Most mass data processing applications nowadays often need long, continuous, and uninterrupted data access. Parallel/distributed file systems often use multiple metadata servers to manage the global namespace and provide a reliability guarantee. With the rapid increase of data amount and system scale, the probability of hardware or software failures keeps increasing, which easily leads to multiple points of failures. Metadata service reliability has become a crucial issue as it affects file and directory operations in the event of failures. Existing reliable metadata management mechanisms can provide fault tolerance but have disadvantages in system availability, state consistence, and performance overhead.
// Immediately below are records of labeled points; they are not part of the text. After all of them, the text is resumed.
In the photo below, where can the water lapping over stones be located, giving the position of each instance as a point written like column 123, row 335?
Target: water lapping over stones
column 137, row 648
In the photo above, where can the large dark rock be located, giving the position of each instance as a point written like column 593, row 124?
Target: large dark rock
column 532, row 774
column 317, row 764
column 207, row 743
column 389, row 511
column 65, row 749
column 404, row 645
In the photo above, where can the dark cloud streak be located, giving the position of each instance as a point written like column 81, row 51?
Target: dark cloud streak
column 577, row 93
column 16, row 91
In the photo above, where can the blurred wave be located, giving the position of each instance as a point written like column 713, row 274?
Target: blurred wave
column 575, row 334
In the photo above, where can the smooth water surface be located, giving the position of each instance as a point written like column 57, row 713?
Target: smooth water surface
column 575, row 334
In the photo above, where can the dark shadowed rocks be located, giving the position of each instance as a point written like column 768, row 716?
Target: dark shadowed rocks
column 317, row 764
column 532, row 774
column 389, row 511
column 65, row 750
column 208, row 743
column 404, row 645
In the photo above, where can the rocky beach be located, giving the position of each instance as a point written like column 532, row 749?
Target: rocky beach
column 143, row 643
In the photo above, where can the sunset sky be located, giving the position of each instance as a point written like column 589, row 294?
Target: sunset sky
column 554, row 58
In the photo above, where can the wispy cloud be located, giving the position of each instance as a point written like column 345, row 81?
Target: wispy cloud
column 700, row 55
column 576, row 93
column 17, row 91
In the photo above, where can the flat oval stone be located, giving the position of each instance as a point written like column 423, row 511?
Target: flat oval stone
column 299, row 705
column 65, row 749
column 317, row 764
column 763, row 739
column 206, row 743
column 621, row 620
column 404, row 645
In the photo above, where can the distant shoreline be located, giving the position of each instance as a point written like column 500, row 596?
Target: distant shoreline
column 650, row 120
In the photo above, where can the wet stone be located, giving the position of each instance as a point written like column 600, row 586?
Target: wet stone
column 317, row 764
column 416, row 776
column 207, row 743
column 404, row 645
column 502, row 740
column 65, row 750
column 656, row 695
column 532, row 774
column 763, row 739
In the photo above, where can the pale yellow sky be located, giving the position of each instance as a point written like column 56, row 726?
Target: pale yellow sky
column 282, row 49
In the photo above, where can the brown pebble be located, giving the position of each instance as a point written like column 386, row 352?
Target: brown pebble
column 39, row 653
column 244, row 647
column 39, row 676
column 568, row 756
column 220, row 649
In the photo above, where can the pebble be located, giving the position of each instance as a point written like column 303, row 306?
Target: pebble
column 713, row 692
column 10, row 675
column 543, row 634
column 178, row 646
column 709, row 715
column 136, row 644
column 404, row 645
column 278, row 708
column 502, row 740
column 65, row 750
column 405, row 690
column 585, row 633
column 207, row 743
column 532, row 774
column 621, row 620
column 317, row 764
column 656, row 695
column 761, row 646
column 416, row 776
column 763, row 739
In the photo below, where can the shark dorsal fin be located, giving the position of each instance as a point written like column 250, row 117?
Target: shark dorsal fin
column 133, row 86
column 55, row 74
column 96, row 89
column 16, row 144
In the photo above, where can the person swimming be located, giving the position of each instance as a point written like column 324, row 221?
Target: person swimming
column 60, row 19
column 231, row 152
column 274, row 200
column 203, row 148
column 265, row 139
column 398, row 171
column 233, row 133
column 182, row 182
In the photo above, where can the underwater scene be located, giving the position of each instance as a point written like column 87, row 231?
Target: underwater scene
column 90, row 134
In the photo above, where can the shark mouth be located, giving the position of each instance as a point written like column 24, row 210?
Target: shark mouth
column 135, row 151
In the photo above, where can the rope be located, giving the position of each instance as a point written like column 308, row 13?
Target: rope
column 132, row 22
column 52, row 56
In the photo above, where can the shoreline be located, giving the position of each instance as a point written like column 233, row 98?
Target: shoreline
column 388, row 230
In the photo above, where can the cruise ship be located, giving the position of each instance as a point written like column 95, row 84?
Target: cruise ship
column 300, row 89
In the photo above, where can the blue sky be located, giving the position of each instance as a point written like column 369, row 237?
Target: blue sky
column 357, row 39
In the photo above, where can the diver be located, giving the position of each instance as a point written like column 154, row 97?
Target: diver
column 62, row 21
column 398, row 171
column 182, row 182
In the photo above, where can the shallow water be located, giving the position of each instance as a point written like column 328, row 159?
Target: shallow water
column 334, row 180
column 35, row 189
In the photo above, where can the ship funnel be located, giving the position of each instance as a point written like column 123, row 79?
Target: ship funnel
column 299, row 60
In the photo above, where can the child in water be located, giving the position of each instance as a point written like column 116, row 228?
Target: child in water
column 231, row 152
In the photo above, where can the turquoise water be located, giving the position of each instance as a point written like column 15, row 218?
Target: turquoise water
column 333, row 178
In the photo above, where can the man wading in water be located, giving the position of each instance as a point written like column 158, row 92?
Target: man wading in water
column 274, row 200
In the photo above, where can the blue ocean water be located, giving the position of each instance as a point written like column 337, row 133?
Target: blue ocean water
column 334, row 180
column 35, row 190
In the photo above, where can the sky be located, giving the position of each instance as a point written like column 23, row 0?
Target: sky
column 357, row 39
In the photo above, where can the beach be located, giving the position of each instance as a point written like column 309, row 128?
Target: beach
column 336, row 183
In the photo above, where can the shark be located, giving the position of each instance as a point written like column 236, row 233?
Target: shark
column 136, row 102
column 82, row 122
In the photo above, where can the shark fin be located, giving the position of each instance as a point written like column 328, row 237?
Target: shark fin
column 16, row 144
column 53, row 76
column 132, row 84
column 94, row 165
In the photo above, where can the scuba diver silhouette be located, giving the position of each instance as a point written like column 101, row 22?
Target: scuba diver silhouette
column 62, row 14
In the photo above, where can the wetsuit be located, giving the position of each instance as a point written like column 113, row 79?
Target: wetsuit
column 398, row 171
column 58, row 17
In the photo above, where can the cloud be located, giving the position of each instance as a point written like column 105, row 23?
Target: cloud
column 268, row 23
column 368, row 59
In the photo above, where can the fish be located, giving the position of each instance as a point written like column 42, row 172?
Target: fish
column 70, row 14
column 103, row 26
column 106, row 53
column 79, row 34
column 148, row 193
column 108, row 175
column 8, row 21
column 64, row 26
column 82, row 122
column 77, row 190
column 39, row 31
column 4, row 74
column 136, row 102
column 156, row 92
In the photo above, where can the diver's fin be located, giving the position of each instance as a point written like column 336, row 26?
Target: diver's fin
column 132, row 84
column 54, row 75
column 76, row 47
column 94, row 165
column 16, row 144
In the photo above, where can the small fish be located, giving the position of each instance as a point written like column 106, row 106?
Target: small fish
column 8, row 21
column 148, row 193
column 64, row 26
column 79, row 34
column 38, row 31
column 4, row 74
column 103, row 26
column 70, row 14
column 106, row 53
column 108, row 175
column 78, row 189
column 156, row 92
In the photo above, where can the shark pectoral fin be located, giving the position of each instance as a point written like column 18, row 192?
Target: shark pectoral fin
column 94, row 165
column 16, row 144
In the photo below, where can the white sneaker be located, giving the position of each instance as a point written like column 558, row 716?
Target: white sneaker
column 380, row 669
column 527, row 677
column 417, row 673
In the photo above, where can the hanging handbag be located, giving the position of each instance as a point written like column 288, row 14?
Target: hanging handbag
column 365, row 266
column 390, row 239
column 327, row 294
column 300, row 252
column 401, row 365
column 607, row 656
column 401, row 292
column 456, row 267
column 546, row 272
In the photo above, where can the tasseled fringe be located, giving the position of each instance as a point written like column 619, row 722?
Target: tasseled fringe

This paper introduces a new highly reliable policy called MAMS (multiple actives multiple standbys) to ensure multiple metadata service reliability in file systems. Different from traditional strategies, the MAMS divides metadata servers into different replica groups and maintains more than one standby node for failover in each group. Combining the global view with distributed protocols, the MAMS achieves an automatic state transition and service takeover. We have implemented the MAMS policy in a prototyping file system and conducted extensive tests to validate and evaluate it. The experimental results confirm that the MAMS policy can achieve a faster transparent fault tolerance in different error scenarios with less influence on metadata operations. Compared with typical designs in Hadoop Avatar, Hadoop HA, and Boom-FS file systems, the mean time to recovery (MTTR) with the MAMS was reduced by 80.23%, 65.46% and 28.13%, respectively.

查看原文本刊更多论文

MAMS:元数据服务的高可靠策略

如今，大多数大规模数据处理应用程序通常需要长时间、连续和不间断的数据访问。并行/分布式文件系统通常使用多个元数据服务器来管理全局命名空间，并提供可靠性保证。随着数据量和系统规模的快速增长，硬件或软件故障的概率不断增加，容易导致多点故障。元数据服务的可靠性已经成为一个关键问题，因为它会影响到文件和目录的操作。现有可靠的元数据管理机制可以提供容错，但在系统可用性、状态一致性和性能开销方面存在缺点。为了保证文件系统中多元数据服务的可靠性，本文引入了一种新的高可靠性策略MAMS (multiple active multiple standby)。与传统策略不同，MAMS将元数据服务器划分为不同的副本组，并在每个组中维护多个备用节点用于故障转移。MAMS将全局视图与分布式协议相结合，实现了自动状态转换和服务接管。我们已经在原型文件系统中实现了MAMS策略，并进行了广泛的测试来验证和评估它。实验结果表明，MAMS策略可以在不同的错误场景下实现更快的透明容错，对元数据操作的影响较小。与Hadoop Avatar、Hadoop HA和Boom-FS文件系统的典型设计相比，MAMS的平均恢复时间(MTTR)分别降低了80.23%、65.46%和28.13%。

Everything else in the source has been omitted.